Unstoppable (2004) – Review

2 Stars

Wesley Snipes’ first foray into the world of straight-to-DVD is an un-magnanimous affair. It’s not fair to say this is Snipes’ first B-movie, most of his filmography could be considered such, but those movies had a style and technical proficiency that is for the most part missing. Nicely lensed by veteran cinematographer Ward Russell, Unstoppable looks great but is overly plodding for a movie with such a simple plot-line. The headliner looks bored and goes through the motions delivering a few kicks and punches while phoning-in the more dramatic parts of the anemic script.

Dean Cage is a former Special Forces member, now back in civilian life and struggling with PTSD. Cage was a P.O.W. during the war and witnessed his best friend tortured to death, an event that causes Dean to seek group therapy at the behest of his girlfriend Amy (Jacqueline Obradors).
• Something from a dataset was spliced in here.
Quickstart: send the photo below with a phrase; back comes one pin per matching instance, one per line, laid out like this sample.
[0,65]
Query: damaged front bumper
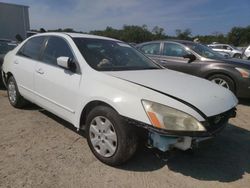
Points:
[167,139]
The heartfelt chit-chat is too much for the vet, so he calls his girl and ask her to meet at a diner for a confession.

At this point an improbable case of mistaken identify occurs, Cage is assumed to be a high-ranking government dealer of a powerful hallucinogenic drug. The buyers inject Dean with the substance and take his hostage, only thing is that the fallen solider can’t differentiate between memory and reality. Now he must race to clear his name, avoid being killed by all sorts of enemies, and find an antidote.

If it seems like Wesley is well cast, that’s probably because he’s basically reprising his role of fugitive-on-the-run from U.S. Marshals. The picture starts off with a blast of violence as a man is thrown out of a moving ambulance while strapped to a gurney, then decimated by a semi-truck. If that doesn’t peak your interest, nothing in any action film will. If you were to turn off the flick after that, you’d have witnessed the highpoint of the following ninety-six minutes.